Теперь, почти через пятнадцать лет, эти годы войны оказались раздражительной помехой, это было какое-то посягательство на свободу творчества, ибо во всякой книге, где описывалось постепенное развитие определенной человеческой личности, следовало как-нибудь упомянуть о войне, и даже смерть героя в юных летах не могла быть выходом из положения. Были лица и обстоятельства вокруг образа сына, которые, к сожалению, были мыслимы только на фоне войны, не могли бы существовать без этого фона. С революцией было и того хуже. По общему мнению, она повлияла на ход жизни всякого русского; через нее нельзя было пропустить героя, не обжигая его, избежать ее было невозможно. Это уже было подлинное насилие над волей писателя. Меж тем как могла революция задеть его сына? В долгожданный день осенью тысяча девятьсот семнадцатого года явился Валентинов, такой же веселый, громкий, великолепно одетый, и за ним пухлый молодой человек с усиками. Была минута печали и замешательства и странного разочарования. Сын был молчалив и все посматривал в окно («Боится возможной стрельбы», – вполголоса пояснил Валентинов). Сначала все это было похоже на дурной сон, – но потом обошлось. Валентинов продолжал уверять, что «свои – сочтемся», – оказалось, что у него большие, таинственные дела, и деньги рассованы по всем банкам союзной Европы. Сын стал посещать тишайший шахматный клуб, доверчиво расцветший в самую пору гражданской сумятицы, а весной исчез вместе с Валентиновым – опять за границу. Дальше следовали воспоминания только личные, воспоминания непривлекательные. Бог с ними, голод, арест. Бог с ними, и вдруг – благословенная высылка, законное изгнание, чистая, желтая палуба, балтийский ветер, спор с профессором Василенко о бессмертии души.

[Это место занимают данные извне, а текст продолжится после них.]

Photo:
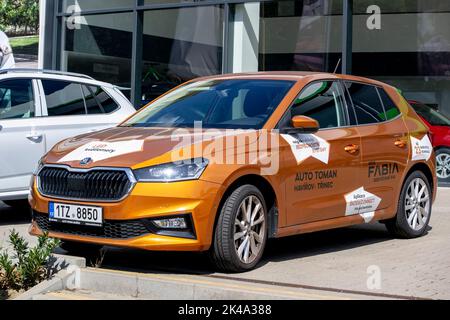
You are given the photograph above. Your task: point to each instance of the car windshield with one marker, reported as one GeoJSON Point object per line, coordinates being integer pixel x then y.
{"type": "Point", "coordinates": [435, 118]}
{"type": "Point", "coordinates": [222, 104]}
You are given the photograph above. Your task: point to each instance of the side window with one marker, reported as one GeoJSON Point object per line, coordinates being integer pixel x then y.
{"type": "Point", "coordinates": [16, 99]}
{"type": "Point", "coordinates": [98, 101]}
{"type": "Point", "coordinates": [63, 98]}
{"type": "Point", "coordinates": [391, 109]}
{"type": "Point", "coordinates": [322, 101]}
{"type": "Point", "coordinates": [366, 102]}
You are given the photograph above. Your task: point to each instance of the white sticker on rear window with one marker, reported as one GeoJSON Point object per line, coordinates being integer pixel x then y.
{"type": "Point", "coordinates": [305, 146]}
{"type": "Point", "coordinates": [98, 150]}
{"type": "Point", "coordinates": [363, 203]}
{"type": "Point", "coordinates": [421, 149]}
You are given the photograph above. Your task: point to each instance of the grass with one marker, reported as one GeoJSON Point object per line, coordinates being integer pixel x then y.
{"type": "Point", "coordinates": [25, 45]}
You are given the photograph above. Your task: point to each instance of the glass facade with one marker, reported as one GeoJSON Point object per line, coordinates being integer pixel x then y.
{"type": "Point", "coordinates": [151, 46]}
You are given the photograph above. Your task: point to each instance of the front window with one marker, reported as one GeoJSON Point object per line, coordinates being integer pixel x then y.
{"type": "Point", "coordinates": [221, 104]}
{"type": "Point", "coordinates": [435, 118]}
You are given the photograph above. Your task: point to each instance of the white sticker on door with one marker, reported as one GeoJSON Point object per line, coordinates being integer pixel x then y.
{"type": "Point", "coordinates": [421, 149]}
{"type": "Point", "coordinates": [98, 150]}
{"type": "Point", "coordinates": [305, 146]}
{"type": "Point", "coordinates": [363, 203]}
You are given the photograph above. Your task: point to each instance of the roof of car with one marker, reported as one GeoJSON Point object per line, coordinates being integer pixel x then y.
{"type": "Point", "coordinates": [293, 76]}
{"type": "Point", "coordinates": [48, 74]}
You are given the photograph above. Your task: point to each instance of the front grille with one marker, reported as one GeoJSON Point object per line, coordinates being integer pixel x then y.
{"type": "Point", "coordinates": [93, 185]}
{"type": "Point", "coordinates": [111, 229]}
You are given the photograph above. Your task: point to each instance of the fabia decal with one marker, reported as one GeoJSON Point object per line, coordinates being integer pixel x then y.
{"type": "Point", "coordinates": [98, 151]}
{"type": "Point", "coordinates": [305, 146]}
{"type": "Point", "coordinates": [363, 203]}
{"type": "Point", "coordinates": [421, 149]}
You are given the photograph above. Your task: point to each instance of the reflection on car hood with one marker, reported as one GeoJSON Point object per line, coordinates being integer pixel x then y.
{"type": "Point", "coordinates": [128, 147]}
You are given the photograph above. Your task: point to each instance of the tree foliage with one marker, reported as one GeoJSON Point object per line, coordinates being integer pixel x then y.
{"type": "Point", "coordinates": [19, 16]}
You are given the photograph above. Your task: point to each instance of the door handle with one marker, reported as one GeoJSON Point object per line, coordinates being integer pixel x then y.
{"type": "Point", "coordinates": [352, 148]}
{"type": "Point", "coordinates": [35, 137]}
{"type": "Point", "coordinates": [400, 143]}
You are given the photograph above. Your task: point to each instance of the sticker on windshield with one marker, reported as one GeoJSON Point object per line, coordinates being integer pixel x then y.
{"type": "Point", "coordinates": [98, 150]}
{"type": "Point", "coordinates": [421, 149]}
{"type": "Point", "coordinates": [363, 203]}
{"type": "Point", "coordinates": [305, 146]}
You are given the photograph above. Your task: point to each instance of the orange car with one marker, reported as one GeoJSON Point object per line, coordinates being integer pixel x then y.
{"type": "Point", "coordinates": [223, 163]}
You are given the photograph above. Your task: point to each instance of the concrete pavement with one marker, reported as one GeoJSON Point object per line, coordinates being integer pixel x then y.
{"type": "Point", "coordinates": [355, 260]}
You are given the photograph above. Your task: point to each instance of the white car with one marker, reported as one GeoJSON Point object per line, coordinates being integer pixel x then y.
{"type": "Point", "coordinates": [39, 108]}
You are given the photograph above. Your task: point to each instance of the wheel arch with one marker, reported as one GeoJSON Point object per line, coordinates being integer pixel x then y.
{"type": "Point", "coordinates": [269, 195]}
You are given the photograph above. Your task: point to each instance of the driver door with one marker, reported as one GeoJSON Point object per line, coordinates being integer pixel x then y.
{"type": "Point", "coordinates": [322, 169]}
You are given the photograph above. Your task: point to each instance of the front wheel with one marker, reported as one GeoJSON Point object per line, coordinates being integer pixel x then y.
{"type": "Point", "coordinates": [241, 232]}
{"type": "Point", "coordinates": [443, 163]}
{"type": "Point", "coordinates": [414, 208]}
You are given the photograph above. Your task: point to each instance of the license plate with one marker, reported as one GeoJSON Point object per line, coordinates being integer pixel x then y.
{"type": "Point", "coordinates": [75, 214]}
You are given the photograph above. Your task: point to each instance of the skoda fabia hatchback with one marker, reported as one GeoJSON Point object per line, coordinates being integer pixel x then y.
{"type": "Point", "coordinates": [222, 164]}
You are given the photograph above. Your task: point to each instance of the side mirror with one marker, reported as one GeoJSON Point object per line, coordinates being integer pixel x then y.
{"type": "Point", "coordinates": [303, 124]}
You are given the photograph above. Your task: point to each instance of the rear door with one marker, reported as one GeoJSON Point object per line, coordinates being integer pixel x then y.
{"type": "Point", "coordinates": [73, 108]}
{"type": "Point", "coordinates": [21, 138]}
{"type": "Point", "coordinates": [320, 169]}
{"type": "Point", "coordinates": [384, 139]}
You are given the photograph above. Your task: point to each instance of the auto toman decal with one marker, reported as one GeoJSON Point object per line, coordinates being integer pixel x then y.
{"type": "Point", "coordinates": [305, 146]}
{"type": "Point", "coordinates": [421, 149]}
{"type": "Point", "coordinates": [363, 203]}
{"type": "Point", "coordinates": [99, 150]}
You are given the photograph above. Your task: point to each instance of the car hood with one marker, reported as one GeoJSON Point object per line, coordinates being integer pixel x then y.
{"type": "Point", "coordinates": [133, 147]}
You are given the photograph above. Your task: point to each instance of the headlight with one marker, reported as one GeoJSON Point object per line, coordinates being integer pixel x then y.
{"type": "Point", "coordinates": [171, 172]}
{"type": "Point", "coordinates": [38, 168]}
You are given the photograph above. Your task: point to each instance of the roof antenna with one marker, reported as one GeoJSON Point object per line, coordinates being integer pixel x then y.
{"type": "Point", "coordinates": [337, 65]}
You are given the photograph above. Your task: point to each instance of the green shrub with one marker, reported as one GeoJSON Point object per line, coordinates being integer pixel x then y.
{"type": "Point", "coordinates": [26, 267]}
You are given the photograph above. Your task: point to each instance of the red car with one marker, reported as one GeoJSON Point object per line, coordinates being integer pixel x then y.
{"type": "Point", "coordinates": [439, 125]}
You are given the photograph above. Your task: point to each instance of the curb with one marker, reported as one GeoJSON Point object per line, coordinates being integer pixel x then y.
{"type": "Point", "coordinates": [59, 280]}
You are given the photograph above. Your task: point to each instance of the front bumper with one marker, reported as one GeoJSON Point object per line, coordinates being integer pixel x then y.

Из всего этого, из всей этой грубой мешанины, – так и липнущей, так и прущей из всех углов памяти, принижающей всякое воспоминание, загораживающей путь свободной мысли, – непременно следовало осторожно, по кусочкам, выскрести и целиком впустить в книгу – Валентинова. Человек несомненно талантливый, как определяли его те, кто собирался тут же сказать о нем что-нибудь скверное; чудак, на все руки мастер, незаменимый человек при устройстве любительского спектакля, инженер, превосходный математик, любитель шахмат и шашек, «амюзантнейший господин», как он сам рекомендовал себя. У него были чудесные карие глаза и чрезвычайно привлекательная манера смеяться. Он носил на указательном пальце перстень с адамовой головой и давал понять, что у него были в жизни дуэли. Одно время он преподавал гимнастику в школе, где учился маленький Лужин, и большое впечатление производило на учеников и учителей то, что за ним приезжает таинственная дама в лимузине. Он изобрел походя удивительную металлическую мостовую, которая была испробована в Петербурге, на Невском, близ Казанского собора. Он же сочинил несколько остроумных шахматных задач и был первым экспонентом так называемой «русской» темы. Ему было двадцать восемь лет в год объявления войны, и никакой болезнью он не страдал. Анемическое слово «дезертир» как-то не подходило к этому веселому, крепкому, ловкому человеку, – другого слова, однако, не подберешь. Чем он занимался за границей во время войны – так и осталось неизвестным.
Итак, было решено полностью им воспользоваться, благодаря ему любая фабула приобретала необыкновенную живость, привкус авантюры. Но самое главное еще оставалось придумать. Ведь все это до сих пор были только краски, правда теплые, живые, но плывшие отдельными пятнами; требовалось еще найти определенный рисунок, резкую линию. Впервые писатель Лужин, задумав книгу, невольно начинал с красок.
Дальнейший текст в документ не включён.